To be fair, this was a poster presentation, but this short description of findings makes clear that the investigators looked at least at the following subgroups:
Exposure subgroups:
- specific statin drug
- duration of use
- dosage
- age strata
and
Outcome subgroups:
- melanoma
- basal-cell carcinoma
- squamous-cell carcinoma
The reader is not told how many specific statins, how many duration groups, dosage groups, and age strata were involved in the exposure analysis. My estimate is that the exposure subgroups were likely in excess of 100. With three disease outcome subgroups, the total subgroup analyses thus likely exceeded 300. The authors did not provide any information about the full extent of their analyses.
Here is how the authors reported their conclusion:
“These findings of increased BCC risk in statin users before age 60 deserve further investigations.”

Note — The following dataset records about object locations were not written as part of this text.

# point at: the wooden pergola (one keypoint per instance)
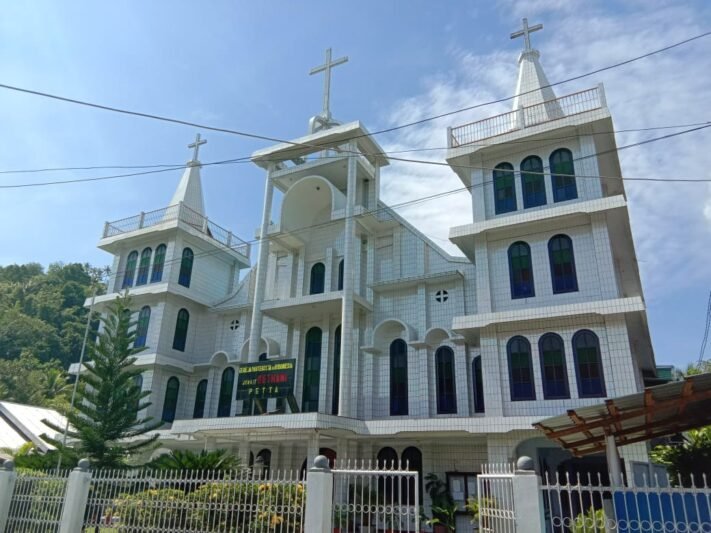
(655, 412)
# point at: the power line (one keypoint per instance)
(304, 145)
(247, 159)
(407, 160)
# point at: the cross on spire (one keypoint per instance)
(196, 147)
(326, 67)
(526, 32)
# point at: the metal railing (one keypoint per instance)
(196, 501)
(497, 512)
(371, 497)
(583, 504)
(37, 502)
(525, 117)
(182, 213)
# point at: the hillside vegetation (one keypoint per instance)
(42, 322)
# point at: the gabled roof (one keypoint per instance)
(189, 190)
(20, 424)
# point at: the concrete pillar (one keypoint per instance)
(75, 499)
(255, 332)
(613, 461)
(348, 342)
(319, 497)
(8, 477)
(312, 449)
(528, 498)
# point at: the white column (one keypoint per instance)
(528, 497)
(483, 283)
(256, 329)
(8, 477)
(613, 461)
(461, 371)
(76, 496)
(319, 497)
(348, 343)
(312, 448)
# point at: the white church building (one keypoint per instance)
(389, 347)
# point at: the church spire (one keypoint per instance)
(189, 190)
(532, 87)
(324, 120)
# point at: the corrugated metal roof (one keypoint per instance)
(657, 411)
(24, 423)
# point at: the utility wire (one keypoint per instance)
(247, 159)
(304, 145)
(706, 333)
(418, 161)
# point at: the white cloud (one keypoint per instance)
(671, 222)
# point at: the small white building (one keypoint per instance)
(402, 351)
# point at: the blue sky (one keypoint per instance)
(244, 65)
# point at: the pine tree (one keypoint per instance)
(104, 422)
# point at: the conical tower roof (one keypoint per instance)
(189, 190)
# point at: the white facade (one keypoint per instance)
(397, 284)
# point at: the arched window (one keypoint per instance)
(563, 175)
(318, 278)
(478, 382)
(170, 404)
(533, 184)
(138, 382)
(504, 189)
(336, 370)
(181, 330)
(446, 386)
(588, 365)
(312, 371)
(130, 270)
(340, 275)
(553, 369)
(562, 259)
(521, 370)
(388, 485)
(158, 262)
(144, 266)
(521, 271)
(144, 317)
(200, 395)
(265, 458)
(398, 378)
(226, 385)
(412, 461)
(186, 267)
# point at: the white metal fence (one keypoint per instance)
(195, 501)
(497, 508)
(528, 116)
(659, 505)
(37, 502)
(371, 497)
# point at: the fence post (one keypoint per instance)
(75, 499)
(528, 499)
(8, 476)
(319, 497)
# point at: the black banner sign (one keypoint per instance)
(266, 379)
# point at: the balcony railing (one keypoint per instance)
(525, 117)
(184, 214)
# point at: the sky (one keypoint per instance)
(244, 66)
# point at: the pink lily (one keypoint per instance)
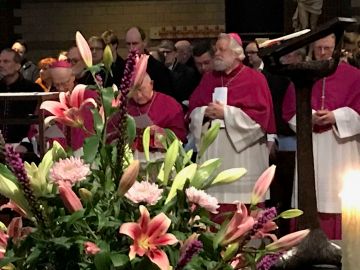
(262, 185)
(3, 243)
(288, 241)
(239, 224)
(84, 49)
(16, 230)
(14, 207)
(148, 234)
(69, 109)
(69, 198)
(91, 248)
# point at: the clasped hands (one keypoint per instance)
(215, 110)
(323, 117)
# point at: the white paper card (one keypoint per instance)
(220, 95)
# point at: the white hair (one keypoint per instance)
(233, 45)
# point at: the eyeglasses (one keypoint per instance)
(73, 61)
(251, 52)
(96, 49)
(62, 84)
(166, 52)
(325, 48)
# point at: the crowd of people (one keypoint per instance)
(189, 86)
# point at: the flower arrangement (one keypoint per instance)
(105, 210)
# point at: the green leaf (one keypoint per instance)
(228, 176)
(91, 146)
(170, 158)
(187, 157)
(98, 122)
(103, 261)
(131, 129)
(75, 217)
(208, 138)
(7, 260)
(57, 151)
(180, 180)
(11, 190)
(107, 58)
(95, 69)
(107, 95)
(119, 260)
(146, 143)
(219, 237)
(291, 213)
(204, 172)
(61, 241)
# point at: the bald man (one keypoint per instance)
(135, 39)
(62, 76)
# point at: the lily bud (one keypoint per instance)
(230, 251)
(84, 49)
(85, 195)
(129, 177)
(262, 185)
(69, 198)
(288, 241)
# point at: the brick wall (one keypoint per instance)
(50, 27)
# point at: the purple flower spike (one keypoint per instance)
(267, 261)
(17, 167)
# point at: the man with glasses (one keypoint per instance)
(11, 80)
(335, 103)
(183, 76)
(118, 65)
(135, 39)
(97, 46)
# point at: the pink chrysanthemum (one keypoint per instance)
(69, 171)
(202, 199)
(144, 191)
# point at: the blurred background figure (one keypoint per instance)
(118, 65)
(184, 77)
(62, 76)
(307, 14)
(45, 80)
(184, 50)
(28, 69)
(62, 55)
(135, 39)
(203, 54)
(97, 46)
(294, 57)
(157, 55)
(251, 51)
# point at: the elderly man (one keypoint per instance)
(64, 81)
(28, 69)
(203, 54)
(118, 65)
(62, 76)
(239, 98)
(335, 105)
(184, 77)
(135, 39)
(97, 46)
(13, 81)
(154, 109)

Now, the authors did not use the phrase “statistically significant,” but it is clear that they have characterized a finding of “increased BCC risk in statin users before age 60,” and in no other subgroup, and they have done so based upon a reported nominal “HR = 1.45, 95% CI = 1.07-1.96 for ever vs never use.” It is also clear that the authors have made no allowance, adjustment, modification, or qualification, for the wild multiplicity arising from their estimated 300 or so subgroups. Instead, they made an unqualified statement about “increased BCC risk,” and they offered an opinion about the warrant for further studies.
Endorsement of good statistical practices is a welcome professional organizational activity, but it is rather meaningless unless the professional societies begin to implement the good practices in their article selection, editing, and publishing activities.
[1] Marie Al Rahmoun, Yahya Mahamat-Saleh, Iris Cervenka, Gianluca Severi, Marie-Christine Boutron-Ruault, Marina Kvaskoff, and Agnès Fournier, “Statin use and skin cancer risk: A French prospective cohort study,” 29 Pharmacoepidemiol. & Drug Safety s645 (2020).